Jugend hackt ist damit genau an der Schnittstelle von jungen Menschen, digitalem Engagement und dem Wunsch, etwas zu bewegen. In Wochenend-Hackathons und diversen Workshopangeboten – analog und digital – arbeiten die Jugendlichen gemeinsam mit ehrenamtlichen Mentor*innen an Projekten, die gesellschaftliche oder persönliche Herausforderungen aufgreifen und nach kreativen Lösungen suchen.

Pandemie tut jugendlichem Engagement keinen Abbruch

Dabei entstehen zum Beispiel Projekte wie Germany says welcome, eine App für geflüchtete Menschen, die tatsächlich von der Landesregierung NRW aufgegriffen wurde, Projektideen zu digitalem Unterricht in Zeiten der Pandemie und Projekte zu Umwelt- und Klimaschutz und zu digitaler Sicherheit. Die Projektideen geben einen guten Einblick, welche Themen die Jugendlichen beschäftigen und decken sich auch mit den Ergebnissen des Engagementberichts der Bundesregierung: Junge Menschen sind engagiert, egal, ob analog oder digital. Neben leichten pandemiebedingten Ermüdungserscheinungen können wir auch selbst nach einem Jahr rein digitaler Angebote keinen großen Unterschied im Engagement feststellen.

Weitere Informationen zum Projekt Germany says welcome

Weitere Informationen zu den Projektideen zu digitalem Unterricht

Zum Dritten Engagementbericht der Bundesregierung

Gegen Rollenklischees in der Techszene

Ein Aspekt, der seit unserer Gründung 2013 eine große Rolle bei Jugend hackt spielt, ist die Diversität. Als Angebot für programmierbegeisterte Jugendliche stehen wir vor der Herausforderung, dass die Technikszene im Grundsatz immer noch weiß, männlich und hetero geprägt ist. Unser erklärtes Ziel ist es, die hinter diesem Klischee stehenden Strukturen aufzubrechen.

Dafür haben wir in den letzten Jahren bereits verschiedene Maßnahmen ergriffen: Wir reservieren Diversity-Plätze, die dafür sorgen, dass bei den Anmeldungen für unsere Veranstaltungen unterrepräsentierte Gruppen priorisiert werden. Wir haben mit »Mädchen vernetzen« ein Event geschaffen, das sich ausschließlich an Mädchen richtet und ihnen einen Raum gibt, in dem sie sich ausdrücken können, ohne von Jungen beurteilt zu werden. Wir sprechen außerdem für alle unsere Angebote gezielt weibliche Mentor*innen an. Tatsächlich ist es uns auch gelungen, in den letzten Jahren den Mädchenanteil bei unseren Veranstaltungen deutlich auf mittlerweile rund 30 Prozent zu erhöhen.

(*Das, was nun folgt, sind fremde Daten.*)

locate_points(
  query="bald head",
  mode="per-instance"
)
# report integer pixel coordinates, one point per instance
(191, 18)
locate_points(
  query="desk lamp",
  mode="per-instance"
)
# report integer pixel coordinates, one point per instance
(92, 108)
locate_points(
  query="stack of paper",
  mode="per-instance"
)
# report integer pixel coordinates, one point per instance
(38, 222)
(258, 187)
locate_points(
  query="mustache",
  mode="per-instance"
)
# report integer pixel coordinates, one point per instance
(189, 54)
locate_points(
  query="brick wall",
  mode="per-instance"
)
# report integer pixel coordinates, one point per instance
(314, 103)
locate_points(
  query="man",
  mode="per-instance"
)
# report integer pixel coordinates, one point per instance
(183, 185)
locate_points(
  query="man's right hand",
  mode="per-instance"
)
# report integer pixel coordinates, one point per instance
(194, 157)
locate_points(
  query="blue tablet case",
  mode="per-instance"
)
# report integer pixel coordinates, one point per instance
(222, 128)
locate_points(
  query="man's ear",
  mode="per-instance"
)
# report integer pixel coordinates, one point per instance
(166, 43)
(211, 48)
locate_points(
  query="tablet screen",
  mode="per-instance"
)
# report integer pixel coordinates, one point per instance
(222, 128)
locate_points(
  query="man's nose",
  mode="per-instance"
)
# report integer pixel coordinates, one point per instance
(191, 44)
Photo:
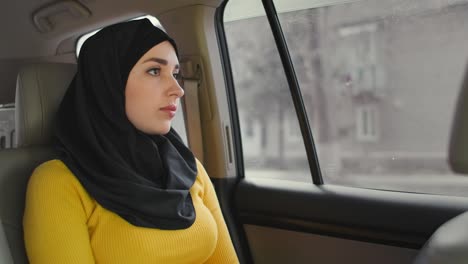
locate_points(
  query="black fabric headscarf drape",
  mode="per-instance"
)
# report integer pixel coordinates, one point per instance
(143, 178)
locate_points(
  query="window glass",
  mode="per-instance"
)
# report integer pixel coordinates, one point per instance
(382, 79)
(379, 80)
(271, 139)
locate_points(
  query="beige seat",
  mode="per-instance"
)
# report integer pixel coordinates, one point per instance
(39, 90)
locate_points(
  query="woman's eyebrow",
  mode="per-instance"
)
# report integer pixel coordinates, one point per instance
(161, 61)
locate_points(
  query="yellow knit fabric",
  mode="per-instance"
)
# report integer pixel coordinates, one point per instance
(64, 225)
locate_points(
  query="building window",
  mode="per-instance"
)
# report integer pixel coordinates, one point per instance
(367, 123)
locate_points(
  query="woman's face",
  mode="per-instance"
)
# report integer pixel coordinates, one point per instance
(152, 92)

Weitere Informationen zum Event »Mädchen vernetzen«

Trotz dieser Bemühungen und der ersten Erfolge, die wir vor allem in puncto Gender sehen, ist die Diversität bei Jugend hackt aber durchaus ausbaufähig: Die teilnehmenden Jugendlichen gehen überwiegend auf weiterführende Schulen, die meisten unserer Mentor*innen studieren, fast alle sind weiß.

Unsere Erfahrungen bestätigen, was der Engagementbericht zeigt: Junge Menschen sind extrem engagiert, digitales Engagement steht durchaus auch hoch im Kurs. Allerdings zeigt sich auch: Das betrifft vor allem junge Menschen mit hoher formaler Bildung. Junge Menschen, die beispielsweise auf die Hauptschule gehen, engagieren sich deutlich weniger digital, was u.a. mit den selbst als gering wahrgenommenen digitalen Kompetenzen zu tun hat. Interessanterweise lassen sich diese Unterschiede im digitalen Engagement nicht mehr feststellen, wenn die Jugendlichen bereits in anderen Kontexten schon engagiert sind – dann engagieren sie sich auch digital ganz selbstverständlich.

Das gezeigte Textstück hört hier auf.